I want to show $f$ is entire given the following conditions: $f:\mathbb{C}\to\mathbb{C}$, $f$ is real differentiable, and $f$ is conformal when f' is not $0$.
Conformal and Real Differentiable function implies entire function
1 Answers
Real differentiability at ${\bf z}_0\in{\mathbb R}^2$ means that one has $f({\bf z}_0+{\bf Z})-f({\bf z}_0)=L.{\bf Z}+o(|{\bf Z}|)\qquad({\bf Z}\to{\bf 0}),$ where $L$ is a certain linear map.

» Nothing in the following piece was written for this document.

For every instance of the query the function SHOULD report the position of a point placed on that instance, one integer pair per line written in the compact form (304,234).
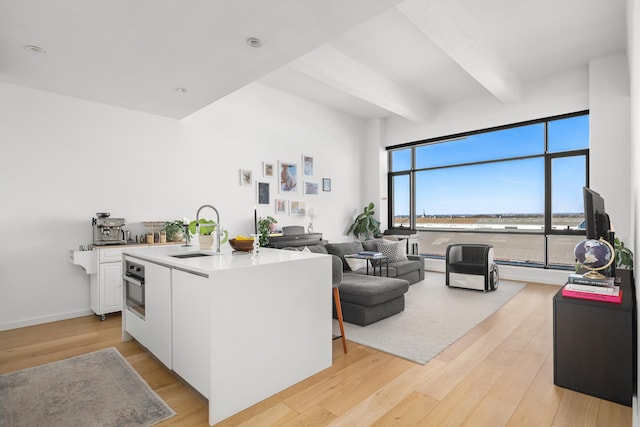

In the case at hand this $L$ necessarily has the form $\bigl[L\bigr]=\lambda\left[\matrix{\cos\phi & -\sin\phi \cr \sin\phi& \cos\phi \cr}\right]=:\left[\matrix{a& -b \cr b& a\cr}\right]\ ,\qquad \lambda\geq0, \quad a,b\in{\mathbb R}\ .$ Changing from vectorial notation to complex notation we therefore have $f(z_0+Z)-f(z_0)=(aX-bY)+i(bX+aY)+o(|Z|)=(a+ib) Z+o(|Z|)\qquad (Z\to0)\ ,$ and this implies that $f$ has a complex derivative at $z_0$ given by f'(z_0)=a+ib .
Since this holds for all $z_0\in{\mathbb C}$ the given function $f$ is indeed entire, and we didn't even need to assume that $f$ is $C^1$.